Мать благословила меня иконой Божьей Матери. Проливала слезы, хваталась за сердце, но говорила: «Иди». Уже начинались обыски и реквизиции, пролетарии вместе с непонятно откуда взявшейся матросней шарили по домам, а в секретере лежала переданная с оказией записка о гибели отца, подполковника Ширяева, убитого на Румфронте собственными солдатами. Мне было семнадцать лет, я не кончил еще гимназии. Алексеев и Корнилов неделю назад ушли из Ростова, и их нужно было нагнать. Мне повезло, догнал.
Когда я участвовал в своем первом расстреле, весной восемнадцатого, на Кубани, как раз начиналась оттепель. Володька Батшев, ротный, покручивая ус и усмехаясь, встал перед строем, вызывая добровольцев. Желавших отомстить за поруганную родину отыскалось немного, люди устали, брели всю ночь по обледенелой грязи. Грязь оттаивала под солнцем, некуда было присесть, ноги давно не держали. Но мне стало интересно – смогу или нет. До этого были лишь выстрелы в серую хмарь, в сторону сжимавшихся вокруг нашей колонны красногвардейских цепей, когда знаешь – надо стрелять и идти, пощады тебе не будет.

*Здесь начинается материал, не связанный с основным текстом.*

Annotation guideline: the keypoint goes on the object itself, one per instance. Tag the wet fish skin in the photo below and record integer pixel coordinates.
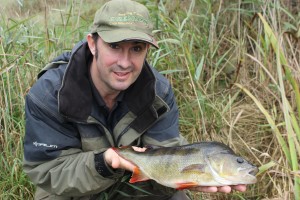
(197, 164)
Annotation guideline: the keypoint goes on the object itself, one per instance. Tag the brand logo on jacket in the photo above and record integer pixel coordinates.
(37, 144)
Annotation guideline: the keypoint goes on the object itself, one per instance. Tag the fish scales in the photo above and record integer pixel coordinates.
(198, 164)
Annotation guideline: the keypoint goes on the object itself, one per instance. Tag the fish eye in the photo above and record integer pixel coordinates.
(240, 160)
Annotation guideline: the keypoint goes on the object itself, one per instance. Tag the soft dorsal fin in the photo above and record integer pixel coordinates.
(138, 176)
(186, 185)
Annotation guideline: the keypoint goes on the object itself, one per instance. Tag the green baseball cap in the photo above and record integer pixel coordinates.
(123, 20)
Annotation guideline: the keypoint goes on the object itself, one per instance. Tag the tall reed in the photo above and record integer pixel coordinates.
(235, 74)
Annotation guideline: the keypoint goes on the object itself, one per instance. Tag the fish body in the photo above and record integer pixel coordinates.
(197, 164)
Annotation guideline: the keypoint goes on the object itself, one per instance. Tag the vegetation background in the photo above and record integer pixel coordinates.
(234, 66)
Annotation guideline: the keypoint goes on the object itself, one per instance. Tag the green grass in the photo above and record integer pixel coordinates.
(235, 74)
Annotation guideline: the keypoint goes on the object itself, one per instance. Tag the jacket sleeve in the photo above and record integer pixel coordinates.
(53, 158)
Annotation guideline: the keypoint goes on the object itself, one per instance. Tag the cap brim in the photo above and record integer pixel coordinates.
(112, 36)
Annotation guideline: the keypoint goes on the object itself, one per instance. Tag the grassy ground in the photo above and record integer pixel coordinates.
(235, 74)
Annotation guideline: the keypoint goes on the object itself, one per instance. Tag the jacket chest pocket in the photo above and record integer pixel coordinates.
(93, 137)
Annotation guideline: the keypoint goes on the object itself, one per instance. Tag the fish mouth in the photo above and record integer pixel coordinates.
(253, 171)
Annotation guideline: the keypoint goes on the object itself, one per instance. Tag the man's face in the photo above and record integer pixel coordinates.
(117, 65)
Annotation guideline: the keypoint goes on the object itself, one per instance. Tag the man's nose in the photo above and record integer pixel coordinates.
(124, 59)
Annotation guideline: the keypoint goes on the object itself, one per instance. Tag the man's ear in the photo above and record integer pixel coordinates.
(91, 43)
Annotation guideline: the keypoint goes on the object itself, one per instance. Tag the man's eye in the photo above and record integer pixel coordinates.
(137, 49)
(113, 46)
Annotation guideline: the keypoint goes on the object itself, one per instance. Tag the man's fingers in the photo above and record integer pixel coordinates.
(139, 149)
(240, 188)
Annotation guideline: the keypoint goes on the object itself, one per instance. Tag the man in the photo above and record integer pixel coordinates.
(102, 94)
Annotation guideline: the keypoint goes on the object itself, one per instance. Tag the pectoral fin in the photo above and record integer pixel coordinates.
(198, 168)
(138, 176)
(182, 186)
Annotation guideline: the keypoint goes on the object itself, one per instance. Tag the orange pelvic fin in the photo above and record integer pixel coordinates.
(138, 176)
(182, 186)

Их было восемь человек. Комиссар – я мысленно назвал его так за начальственный прежде вид, от которого осталась только кожаная куртка, – и красногвардейцы, больше в шинелях, но один, помню точно, в студенческой тужурке, может быть, своей, а может, снятой с кого-то из наших. Они неловко переминались с ноги на ногу, не вполне еще веря, что это конец. Вызвавшихся поквитаться было шестеро, одним залпом отделаться не получалось. «Так даже занятнее, – буркнул Батшев, – пусть погадают, кто сдохнет сразу, а кто немного еще подышит». В руках у меня была трехлинейка, доставшаяся в наследство от раненого подпоручика Грабского, с побитым прикладом, изувеченным цевьем и вечно заедавшим затвором. Я мечтал от нее отделаться с первого же дня, но заменить пока было не на что. Батшев раздал драгоценные патроны, кому один, кому два. Мне – два. Я взглядом поймал его ободряющую улыбку и улыбнулся в ответ. Мои первые, вернее первый и второй, не промахнусь. Батшев весело крикнул: «По немецким агентам… Залпом… Пли!»

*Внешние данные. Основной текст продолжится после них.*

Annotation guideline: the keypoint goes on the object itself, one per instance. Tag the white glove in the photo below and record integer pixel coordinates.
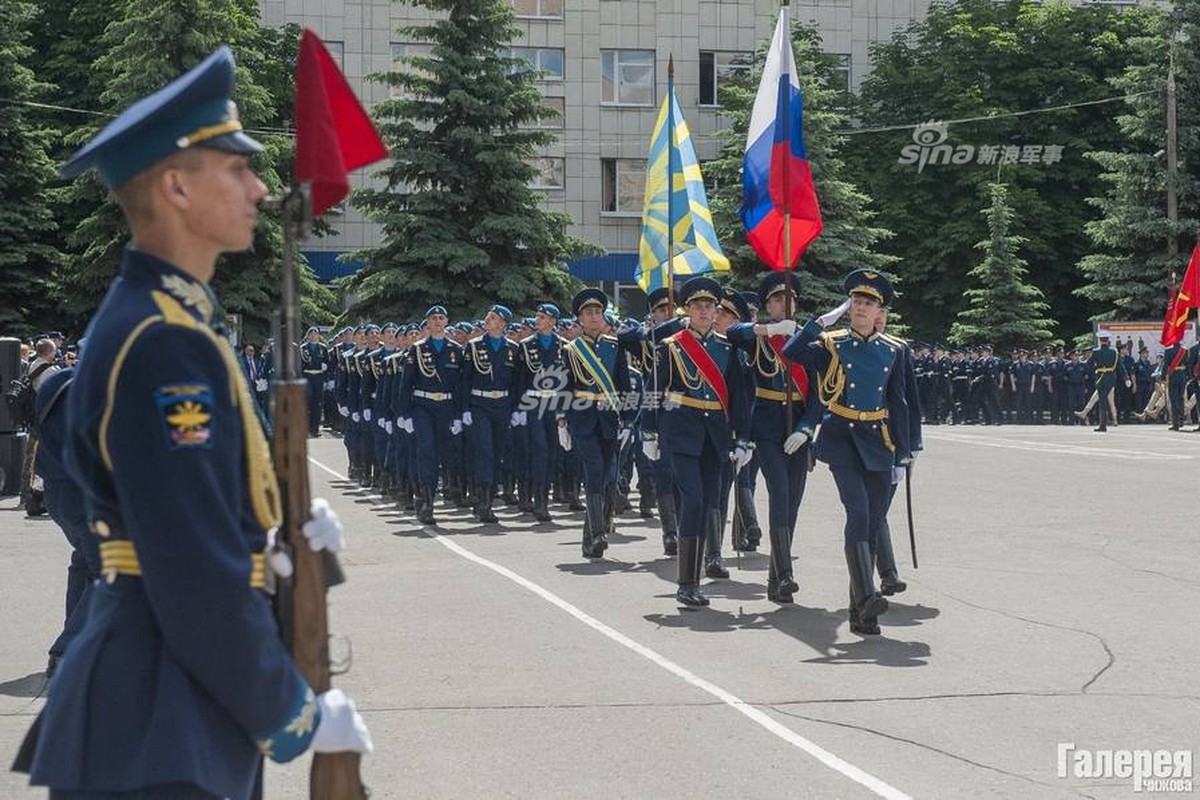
(829, 318)
(341, 727)
(795, 441)
(741, 456)
(323, 531)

Прапорщик Мишка Кунце посоветовал мне стащить с моего второго сапоги. «Твои ни к черту, а нам еще топать и топать». Я отказался. Постеснялся или побрезговал? Кто бы знал. Сапоги взял юнкер Федевич. На следующий день его изрешетило шрапнелью от лопнувшего прямо над головой снаряда. Одежда с покойника – дурная примета?

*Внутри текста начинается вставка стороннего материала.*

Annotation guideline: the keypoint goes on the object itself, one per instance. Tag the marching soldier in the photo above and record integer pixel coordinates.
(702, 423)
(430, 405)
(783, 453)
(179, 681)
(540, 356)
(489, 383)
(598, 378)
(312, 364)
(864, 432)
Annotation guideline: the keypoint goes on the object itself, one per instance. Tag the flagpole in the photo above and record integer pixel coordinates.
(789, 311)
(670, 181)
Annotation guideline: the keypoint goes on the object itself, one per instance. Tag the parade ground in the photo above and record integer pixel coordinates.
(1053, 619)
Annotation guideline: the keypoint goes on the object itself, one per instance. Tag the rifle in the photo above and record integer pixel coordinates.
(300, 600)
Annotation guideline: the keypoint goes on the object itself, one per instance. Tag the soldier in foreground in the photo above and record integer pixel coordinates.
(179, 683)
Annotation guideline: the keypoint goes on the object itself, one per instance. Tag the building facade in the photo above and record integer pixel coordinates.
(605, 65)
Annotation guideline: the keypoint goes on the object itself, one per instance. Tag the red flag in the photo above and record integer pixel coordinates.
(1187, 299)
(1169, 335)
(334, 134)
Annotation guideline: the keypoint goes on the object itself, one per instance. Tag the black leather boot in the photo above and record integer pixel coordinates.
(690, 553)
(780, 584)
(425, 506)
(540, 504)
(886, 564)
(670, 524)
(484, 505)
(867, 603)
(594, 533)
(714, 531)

Потом были другие расстрелы. Война без убийств немыслима, поскольку представляет собою организованное убийство. И исключение для безоружных и взятых в плен являлось бы чем-то глубоко несправедливым. Какая, к черту, разница. Враг оставался врагом, особенно в годы, когда рушилось всё. И то, что некоторые получали от этого удовольствие, не особенно удивляло. Мы были живыми людьми, а не бездушными автоматами. Ничто человеческое нам не было чуждо. Надо было снимать постоянное напряжение, дать выход пожиравшему нас гневу. Тут имелась и своя эстетика, возвышенная, по мнению кое-кого, эстетика возмездия и смерти. Торжествующий Танатос. «И Эрос», – добавлял Володька Батшев, пока его не разорвало гранатой под Новороссийском, во время второго Кубанского похода.